Je suis une Ferrari.
Pas pour ses belles courbes, son prix haut de gamme ou sa fabrication de luxe mais pour sa puissance et les options qu'elle propose. Lorsque vous avez une Ferrari ou que vous voulez en avoir une, qu'elle vous fait envie, vous rêvez de conduire à toute bersingue sur les routes, cheveux au vent, dos collé au siège. Vous rêvez aussi de ressentir la puissance du moteur, d'entendre son bruit qui vous jouit aux oreilles sans complexe ou de frimer intérieurement parce que vous avez un modèle que les autres n'ont pas.

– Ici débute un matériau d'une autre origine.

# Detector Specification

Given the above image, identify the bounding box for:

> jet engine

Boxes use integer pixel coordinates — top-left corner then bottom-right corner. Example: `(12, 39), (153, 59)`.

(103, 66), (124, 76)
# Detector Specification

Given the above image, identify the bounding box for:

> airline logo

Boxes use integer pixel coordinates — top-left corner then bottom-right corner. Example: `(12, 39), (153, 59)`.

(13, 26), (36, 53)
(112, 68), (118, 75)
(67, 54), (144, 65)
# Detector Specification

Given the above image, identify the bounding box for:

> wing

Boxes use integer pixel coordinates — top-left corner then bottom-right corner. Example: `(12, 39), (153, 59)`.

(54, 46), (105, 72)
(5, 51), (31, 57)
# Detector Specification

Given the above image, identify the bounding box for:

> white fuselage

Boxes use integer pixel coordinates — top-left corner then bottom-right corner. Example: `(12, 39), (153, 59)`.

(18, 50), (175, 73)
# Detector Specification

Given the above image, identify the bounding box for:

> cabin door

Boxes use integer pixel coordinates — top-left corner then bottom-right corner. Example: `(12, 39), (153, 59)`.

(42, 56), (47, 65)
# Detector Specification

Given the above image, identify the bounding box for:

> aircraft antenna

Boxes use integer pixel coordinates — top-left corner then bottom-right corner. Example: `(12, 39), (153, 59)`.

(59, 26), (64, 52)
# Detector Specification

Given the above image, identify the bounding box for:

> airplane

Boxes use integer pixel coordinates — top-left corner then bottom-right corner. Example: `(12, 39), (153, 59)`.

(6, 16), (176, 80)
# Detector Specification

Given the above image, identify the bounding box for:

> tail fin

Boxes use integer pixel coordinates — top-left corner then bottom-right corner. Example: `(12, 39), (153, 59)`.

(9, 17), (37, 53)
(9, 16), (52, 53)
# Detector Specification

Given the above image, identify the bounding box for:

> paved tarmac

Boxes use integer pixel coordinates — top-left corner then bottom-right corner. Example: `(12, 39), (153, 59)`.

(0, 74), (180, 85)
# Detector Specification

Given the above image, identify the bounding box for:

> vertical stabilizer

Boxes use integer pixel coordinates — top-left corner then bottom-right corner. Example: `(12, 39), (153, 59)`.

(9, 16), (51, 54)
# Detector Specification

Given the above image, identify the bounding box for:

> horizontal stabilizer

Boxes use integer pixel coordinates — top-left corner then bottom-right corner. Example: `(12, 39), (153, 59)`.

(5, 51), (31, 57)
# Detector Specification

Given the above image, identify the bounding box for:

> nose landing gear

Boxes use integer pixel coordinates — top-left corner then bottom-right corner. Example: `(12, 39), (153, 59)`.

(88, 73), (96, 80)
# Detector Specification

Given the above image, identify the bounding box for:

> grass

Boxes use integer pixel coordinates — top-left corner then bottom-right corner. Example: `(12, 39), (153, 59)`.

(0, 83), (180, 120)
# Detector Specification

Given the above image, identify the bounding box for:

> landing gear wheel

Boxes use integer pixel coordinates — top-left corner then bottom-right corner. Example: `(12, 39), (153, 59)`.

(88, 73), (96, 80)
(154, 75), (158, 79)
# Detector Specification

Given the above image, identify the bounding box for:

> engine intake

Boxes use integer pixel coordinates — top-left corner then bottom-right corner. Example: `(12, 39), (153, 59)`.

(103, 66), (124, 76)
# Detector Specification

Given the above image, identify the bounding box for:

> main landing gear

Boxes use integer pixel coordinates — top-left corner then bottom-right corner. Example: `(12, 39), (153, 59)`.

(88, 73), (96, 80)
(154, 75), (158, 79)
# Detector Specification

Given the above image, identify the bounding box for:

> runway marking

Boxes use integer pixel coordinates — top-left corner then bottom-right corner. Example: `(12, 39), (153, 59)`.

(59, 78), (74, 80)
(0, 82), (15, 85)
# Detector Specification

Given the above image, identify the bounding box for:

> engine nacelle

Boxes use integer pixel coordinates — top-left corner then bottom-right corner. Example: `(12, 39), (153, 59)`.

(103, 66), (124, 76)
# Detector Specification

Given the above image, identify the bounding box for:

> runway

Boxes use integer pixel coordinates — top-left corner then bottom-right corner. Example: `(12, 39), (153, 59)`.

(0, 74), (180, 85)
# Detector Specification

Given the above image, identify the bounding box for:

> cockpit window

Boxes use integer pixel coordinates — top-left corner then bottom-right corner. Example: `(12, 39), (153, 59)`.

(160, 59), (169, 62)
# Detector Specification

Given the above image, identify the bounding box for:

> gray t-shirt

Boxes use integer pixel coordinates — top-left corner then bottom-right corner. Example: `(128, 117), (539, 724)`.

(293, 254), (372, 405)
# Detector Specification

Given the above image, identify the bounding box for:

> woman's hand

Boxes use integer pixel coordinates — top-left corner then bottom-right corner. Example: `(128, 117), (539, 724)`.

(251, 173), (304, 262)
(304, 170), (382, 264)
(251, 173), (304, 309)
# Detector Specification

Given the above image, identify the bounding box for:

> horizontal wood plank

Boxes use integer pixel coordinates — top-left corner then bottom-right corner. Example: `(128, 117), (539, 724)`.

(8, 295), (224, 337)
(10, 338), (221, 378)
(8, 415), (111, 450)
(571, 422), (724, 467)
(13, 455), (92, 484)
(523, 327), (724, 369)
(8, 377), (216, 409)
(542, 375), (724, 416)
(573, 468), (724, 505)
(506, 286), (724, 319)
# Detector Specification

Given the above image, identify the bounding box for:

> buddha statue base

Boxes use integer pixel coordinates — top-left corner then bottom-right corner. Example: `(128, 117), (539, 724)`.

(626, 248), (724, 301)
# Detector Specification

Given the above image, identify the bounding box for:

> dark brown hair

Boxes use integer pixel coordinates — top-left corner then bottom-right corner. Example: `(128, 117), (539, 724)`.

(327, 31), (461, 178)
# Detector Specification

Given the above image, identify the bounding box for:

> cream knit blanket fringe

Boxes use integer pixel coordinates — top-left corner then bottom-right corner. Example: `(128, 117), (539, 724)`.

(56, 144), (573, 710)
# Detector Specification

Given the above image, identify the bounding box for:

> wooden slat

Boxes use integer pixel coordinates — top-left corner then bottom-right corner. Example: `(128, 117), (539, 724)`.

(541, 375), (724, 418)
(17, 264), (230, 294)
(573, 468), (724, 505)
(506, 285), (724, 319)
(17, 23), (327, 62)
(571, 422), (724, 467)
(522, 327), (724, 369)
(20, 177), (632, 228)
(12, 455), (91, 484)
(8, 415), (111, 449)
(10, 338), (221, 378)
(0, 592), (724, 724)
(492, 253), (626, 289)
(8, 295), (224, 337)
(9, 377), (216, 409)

Je suis cela. Je suis une Ferrari pour mes amants infidèles. Peut-être un peu pour les libertins aussi, mais surtout pour les infidèles. Je me donne sans compter. Je les colle au siège de mes envies, de ma puissante passion. Je leur fait entendre mes gémissements de plaisir sans me contenir. Je les affiche dans des articles et tweets de compliments sur leurs "compétences" et ce qu'ils me donnent. L'égo est contenté. Vous le voyez le pilote fier au sourire large et aux lunettes de soleil ? Surtout pour les amants qui comptent. Pour ceux qui me marquent. Pour ceux qui voulaient bien plus qu'un seul tour de piste. Pour ceux à qui j'ai donné bien plus que mon cul et mon sourire. Ceux qui ont eu un bout de mon coeur, de mon âme aussi parfois. Car finalement, on aime de plusieurs façons possibles.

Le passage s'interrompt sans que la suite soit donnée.